(Bloomberg) -- CNH Industrial NV’s shares fell by the most since November after Bank of America downgraded the farm machinery maker following an unexpected announcement that Chief Executive Officer Scott Wine will leave at the end of June.

CNH accepted Wine’s request to leave the company to pursue other interests, according to a Sunday statement. Gerrit Marx, who is CEO of CNH spinoff Iveco Group NV, will succeed Wine as of July 1. The firm also postponed an investor day scheduled for May 21.

US shares of the company fell as much as 9.3% in New York to $11.16, the lowest intraday price since mid-December.
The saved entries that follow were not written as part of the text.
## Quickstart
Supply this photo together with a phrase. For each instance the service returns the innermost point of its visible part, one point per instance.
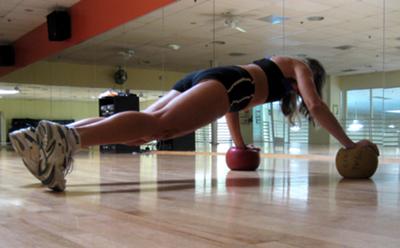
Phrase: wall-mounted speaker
(59, 25)
(7, 55)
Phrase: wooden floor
(188, 200)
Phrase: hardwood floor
(193, 200)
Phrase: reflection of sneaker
(55, 153)
(24, 143)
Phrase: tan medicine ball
(359, 162)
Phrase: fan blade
(241, 29)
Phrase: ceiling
(369, 29)
(372, 35)
(60, 93)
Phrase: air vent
(274, 19)
(235, 54)
(344, 47)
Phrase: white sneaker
(55, 153)
(24, 143)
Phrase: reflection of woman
(196, 100)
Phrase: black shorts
(236, 80)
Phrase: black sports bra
(278, 85)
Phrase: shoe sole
(55, 179)
(19, 147)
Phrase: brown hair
(292, 102)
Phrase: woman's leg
(160, 103)
(184, 113)
(85, 122)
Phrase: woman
(196, 100)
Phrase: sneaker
(55, 153)
(24, 143)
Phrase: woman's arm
(318, 109)
(232, 119)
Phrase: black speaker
(59, 25)
(7, 55)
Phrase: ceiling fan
(228, 20)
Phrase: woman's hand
(253, 147)
(368, 143)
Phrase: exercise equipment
(358, 162)
(243, 159)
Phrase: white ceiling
(357, 23)
(371, 27)
(51, 92)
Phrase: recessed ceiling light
(9, 92)
(315, 18)
(349, 70)
(236, 54)
(174, 46)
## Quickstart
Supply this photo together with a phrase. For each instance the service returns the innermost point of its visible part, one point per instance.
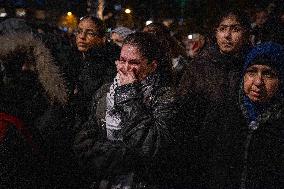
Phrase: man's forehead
(230, 25)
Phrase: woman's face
(131, 61)
(260, 83)
(230, 35)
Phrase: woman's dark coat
(36, 98)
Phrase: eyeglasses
(232, 28)
(88, 33)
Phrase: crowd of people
(135, 109)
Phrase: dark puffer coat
(148, 109)
(208, 80)
(97, 68)
(241, 143)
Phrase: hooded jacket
(25, 98)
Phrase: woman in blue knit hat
(241, 143)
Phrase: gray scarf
(113, 117)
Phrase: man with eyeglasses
(97, 62)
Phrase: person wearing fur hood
(33, 93)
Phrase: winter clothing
(140, 147)
(241, 145)
(96, 69)
(208, 80)
(28, 98)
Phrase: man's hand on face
(126, 75)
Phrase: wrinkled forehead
(88, 24)
(229, 21)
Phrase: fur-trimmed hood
(48, 73)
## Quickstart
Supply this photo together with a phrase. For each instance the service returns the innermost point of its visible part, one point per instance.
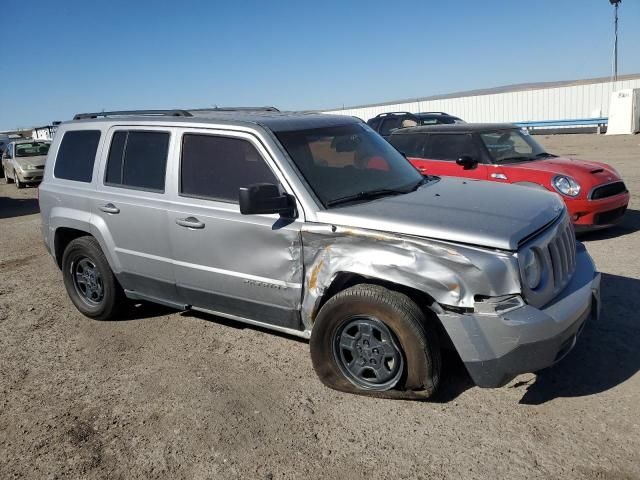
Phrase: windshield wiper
(421, 182)
(521, 158)
(365, 196)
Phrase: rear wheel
(90, 282)
(374, 341)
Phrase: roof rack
(393, 113)
(235, 109)
(158, 113)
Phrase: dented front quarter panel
(451, 274)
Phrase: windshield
(509, 146)
(349, 161)
(34, 149)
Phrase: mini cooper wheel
(89, 281)
(370, 340)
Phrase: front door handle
(110, 208)
(189, 222)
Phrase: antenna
(616, 4)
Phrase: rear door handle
(110, 208)
(189, 222)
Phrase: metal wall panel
(558, 103)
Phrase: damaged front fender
(451, 274)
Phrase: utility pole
(616, 4)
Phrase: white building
(567, 103)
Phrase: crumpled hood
(486, 214)
(35, 161)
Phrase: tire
(104, 298)
(411, 332)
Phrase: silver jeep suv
(313, 225)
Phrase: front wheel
(374, 341)
(90, 282)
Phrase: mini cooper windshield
(349, 163)
(511, 146)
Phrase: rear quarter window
(410, 145)
(449, 146)
(77, 155)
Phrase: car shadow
(237, 325)
(17, 207)
(607, 353)
(630, 224)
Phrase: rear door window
(77, 155)
(138, 160)
(215, 167)
(450, 147)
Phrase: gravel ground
(178, 395)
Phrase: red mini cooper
(594, 192)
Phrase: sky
(68, 56)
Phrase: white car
(23, 161)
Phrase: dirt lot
(171, 395)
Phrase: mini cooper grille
(608, 190)
(556, 247)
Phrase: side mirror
(467, 162)
(262, 198)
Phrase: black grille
(608, 190)
(562, 250)
(606, 218)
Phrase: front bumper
(595, 214)
(28, 176)
(496, 348)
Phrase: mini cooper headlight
(566, 185)
(531, 268)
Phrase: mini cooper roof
(455, 128)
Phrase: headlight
(532, 269)
(566, 185)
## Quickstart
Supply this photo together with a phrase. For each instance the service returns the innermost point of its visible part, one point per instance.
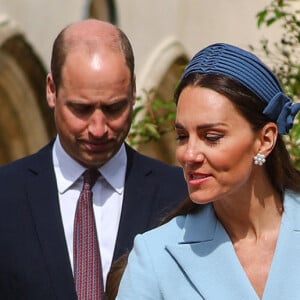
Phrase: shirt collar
(67, 170)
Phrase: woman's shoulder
(174, 229)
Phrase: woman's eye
(213, 137)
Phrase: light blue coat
(192, 257)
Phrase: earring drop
(259, 159)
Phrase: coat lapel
(43, 200)
(283, 281)
(207, 257)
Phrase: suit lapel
(43, 199)
(133, 209)
(206, 256)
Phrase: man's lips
(195, 178)
(97, 146)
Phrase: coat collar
(205, 253)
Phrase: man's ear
(133, 89)
(268, 138)
(50, 91)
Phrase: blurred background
(164, 34)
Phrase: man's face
(93, 106)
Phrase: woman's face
(216, 145)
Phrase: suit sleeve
(139, 280)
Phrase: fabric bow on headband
(250, 71)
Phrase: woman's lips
(197, 178)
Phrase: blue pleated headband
(246, 68)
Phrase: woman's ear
(268, 138)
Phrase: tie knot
(89, 178)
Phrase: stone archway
(25, 120)
(161, 74)
(104, 10)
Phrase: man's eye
(115, 108)
(82, 109)
(180, 137)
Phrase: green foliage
(285, 57)
(151, 120)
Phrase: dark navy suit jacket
(34, 260)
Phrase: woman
(238, 236)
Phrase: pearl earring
(259, 159)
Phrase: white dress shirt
(107, 198)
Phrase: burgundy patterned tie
(87, 262)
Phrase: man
(91, 89)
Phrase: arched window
(160, 75)
(25, 119)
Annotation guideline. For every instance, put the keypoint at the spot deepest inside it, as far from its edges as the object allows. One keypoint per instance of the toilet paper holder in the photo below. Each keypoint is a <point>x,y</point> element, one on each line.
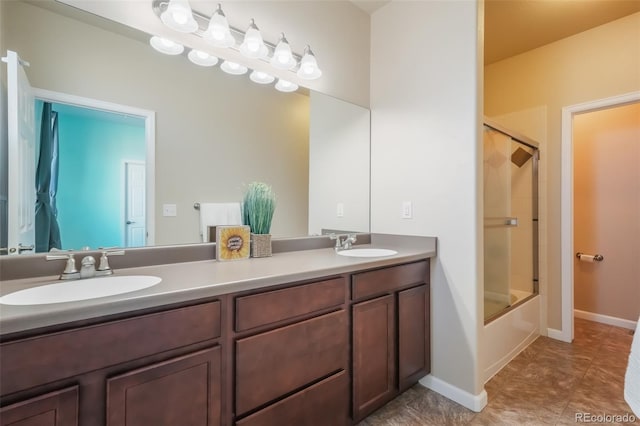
<point>596,257</point>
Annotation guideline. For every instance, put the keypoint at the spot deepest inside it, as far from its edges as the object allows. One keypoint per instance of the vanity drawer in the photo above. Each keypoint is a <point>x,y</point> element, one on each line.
<point>273,306</point>
<point>381,281</point>
<point>28,362</point>
<point>324,403</point>
<point>272,364</point>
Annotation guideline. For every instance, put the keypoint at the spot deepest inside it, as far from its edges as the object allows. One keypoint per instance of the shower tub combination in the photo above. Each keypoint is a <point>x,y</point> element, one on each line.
<point>511,305</point>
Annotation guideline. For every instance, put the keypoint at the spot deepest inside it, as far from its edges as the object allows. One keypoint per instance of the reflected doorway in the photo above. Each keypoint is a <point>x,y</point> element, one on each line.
<point>106,168</point>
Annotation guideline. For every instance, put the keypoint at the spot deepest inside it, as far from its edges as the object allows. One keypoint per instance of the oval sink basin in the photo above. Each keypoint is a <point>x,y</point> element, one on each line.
<point>71,291</point>
<point>367,252</point>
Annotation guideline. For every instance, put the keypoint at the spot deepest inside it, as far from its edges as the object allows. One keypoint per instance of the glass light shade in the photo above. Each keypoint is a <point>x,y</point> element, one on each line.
<point>201,58</point>
<point>166,46</point>
<point>309,66</point>
<point>261,77</point>
<point>218,32</point>
<point>282,57</point>
<point>286,86</point>
<point>233,68</point>
<point>253,46</point>
<point>178,17</point>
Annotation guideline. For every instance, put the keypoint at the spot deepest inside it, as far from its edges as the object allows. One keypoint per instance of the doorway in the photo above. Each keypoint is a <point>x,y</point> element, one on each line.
<point>575,232</point>
<point>96,203</point>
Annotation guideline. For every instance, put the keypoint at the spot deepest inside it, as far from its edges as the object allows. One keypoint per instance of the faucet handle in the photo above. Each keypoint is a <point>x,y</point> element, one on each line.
<point>70,267</point>
<point>104,259</point>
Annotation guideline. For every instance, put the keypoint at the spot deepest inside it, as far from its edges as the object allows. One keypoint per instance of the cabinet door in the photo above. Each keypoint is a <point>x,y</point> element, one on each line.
<point>413,336</point>
<point>373,355</point>
<point>59,408</point>
<point>181,391</point>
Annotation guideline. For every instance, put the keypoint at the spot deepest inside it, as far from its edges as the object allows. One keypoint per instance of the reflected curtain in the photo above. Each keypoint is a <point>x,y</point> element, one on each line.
<point>47,229</point>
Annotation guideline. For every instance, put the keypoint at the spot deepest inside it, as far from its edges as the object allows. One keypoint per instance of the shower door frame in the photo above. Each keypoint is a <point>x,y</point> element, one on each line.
<point>534,214</point>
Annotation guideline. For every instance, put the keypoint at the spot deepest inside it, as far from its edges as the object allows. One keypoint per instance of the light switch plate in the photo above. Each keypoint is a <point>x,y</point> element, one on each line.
<point>169,210</point>
<point>407,210</point>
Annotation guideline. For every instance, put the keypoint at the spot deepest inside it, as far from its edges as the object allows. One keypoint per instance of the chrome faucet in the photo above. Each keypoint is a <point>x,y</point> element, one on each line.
<point>343,244</point>
<point>88,265</point>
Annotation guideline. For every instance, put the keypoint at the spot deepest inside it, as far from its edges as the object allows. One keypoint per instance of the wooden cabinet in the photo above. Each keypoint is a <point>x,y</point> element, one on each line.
<point>327,352</point>
<point>391,341</point>
<point>292,366</point>
<point>58,408</point>
<point>185,390</point>
<point>373,354</point>
<point>160,368</point>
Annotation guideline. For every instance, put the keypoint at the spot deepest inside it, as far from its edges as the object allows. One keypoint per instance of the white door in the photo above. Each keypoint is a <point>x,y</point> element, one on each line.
<point>21,235</point>
<point>135,229</point>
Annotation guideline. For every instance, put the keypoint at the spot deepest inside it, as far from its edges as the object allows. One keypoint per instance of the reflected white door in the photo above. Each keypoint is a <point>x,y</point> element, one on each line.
<point>21,235</point>
<point>135,229</point>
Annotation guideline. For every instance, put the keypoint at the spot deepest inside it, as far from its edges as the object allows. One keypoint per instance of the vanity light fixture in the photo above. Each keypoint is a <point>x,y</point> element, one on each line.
<point>218,32</point>
<point>286,86</point>
<point>166,46</point>
<point>309,66</point>
<point>201,58</point>
<point>233,68</point>
<point>253,46</point>
<point>282,57</point>
<point>179,17</point>
<point>261,77</point>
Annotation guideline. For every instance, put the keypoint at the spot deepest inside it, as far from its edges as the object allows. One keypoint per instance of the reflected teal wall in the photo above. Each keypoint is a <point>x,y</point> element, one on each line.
<point>91,192</point>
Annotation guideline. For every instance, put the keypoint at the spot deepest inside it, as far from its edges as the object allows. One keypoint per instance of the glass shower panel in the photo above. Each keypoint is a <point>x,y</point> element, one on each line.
<point>509,226</point>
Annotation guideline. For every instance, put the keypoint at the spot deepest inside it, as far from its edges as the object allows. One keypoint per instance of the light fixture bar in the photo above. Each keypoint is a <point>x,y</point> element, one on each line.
<point>160,6</point>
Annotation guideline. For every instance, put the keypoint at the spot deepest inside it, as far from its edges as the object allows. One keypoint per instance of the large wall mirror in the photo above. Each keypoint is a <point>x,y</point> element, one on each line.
<point>213,134</point>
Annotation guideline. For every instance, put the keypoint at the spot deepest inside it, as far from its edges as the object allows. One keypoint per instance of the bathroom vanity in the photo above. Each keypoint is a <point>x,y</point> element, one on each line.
<point>305,338</point>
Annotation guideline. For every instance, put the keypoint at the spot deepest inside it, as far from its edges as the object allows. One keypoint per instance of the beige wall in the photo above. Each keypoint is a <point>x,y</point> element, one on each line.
<point>606,197</point>
<point>595,64</point>
<point>214,132</point>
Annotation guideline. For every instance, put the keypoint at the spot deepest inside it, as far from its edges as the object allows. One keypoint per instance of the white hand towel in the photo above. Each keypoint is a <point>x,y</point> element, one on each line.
<point>214,214</point>
<point>632,378</point>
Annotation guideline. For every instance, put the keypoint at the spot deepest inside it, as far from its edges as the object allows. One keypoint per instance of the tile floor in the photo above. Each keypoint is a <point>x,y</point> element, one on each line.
<point>549,383</point>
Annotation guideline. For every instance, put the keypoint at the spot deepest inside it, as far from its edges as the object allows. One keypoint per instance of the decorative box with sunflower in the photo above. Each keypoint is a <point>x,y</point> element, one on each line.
<point>232,242</point>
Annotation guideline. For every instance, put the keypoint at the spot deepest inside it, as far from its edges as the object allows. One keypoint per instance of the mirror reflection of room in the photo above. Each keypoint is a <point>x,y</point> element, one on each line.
<point>233,132</point>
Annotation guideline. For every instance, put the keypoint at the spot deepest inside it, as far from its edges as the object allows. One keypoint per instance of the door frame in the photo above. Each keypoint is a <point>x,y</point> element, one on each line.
<point>566,201</point>
<point>149,118</point>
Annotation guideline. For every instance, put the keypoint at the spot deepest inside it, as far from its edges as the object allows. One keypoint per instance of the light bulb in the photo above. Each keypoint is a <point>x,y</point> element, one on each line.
<point>233,68</point>
<point>309,66</point>
<point>201,58</point>
<point>282,57</point>
<point>179,17</point>
<point>261,77</point>
<point>166,46</point>
<point>218,32</point>
<point>253,46</point>
<point>286,86</point>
“Sunday’s surprising CEO change adds uncertainty around the transformation,” Bank of America analyst Michael Feniger said in a Monday note, in which the firm downgraded the stock to neutral from buy. “In our view, Mr. Wine’s vision was just starting to bear fruit and the postponement of May’s investor day pushes out a key catalyst at a critical time.”

Read More: Agnellis’ CNH Taps Iveco’s Gerrit Marx as New Chief Executive

Tractor makers have been under pressure as sliding crop prices and rising interest rates slow demand from farmers for new equipment. CNH, whose brands include Case IH and New Holland, sits behind only market leader Deere & Co. in the key North American large agriculture segment, according to Bloomberg Intelligence.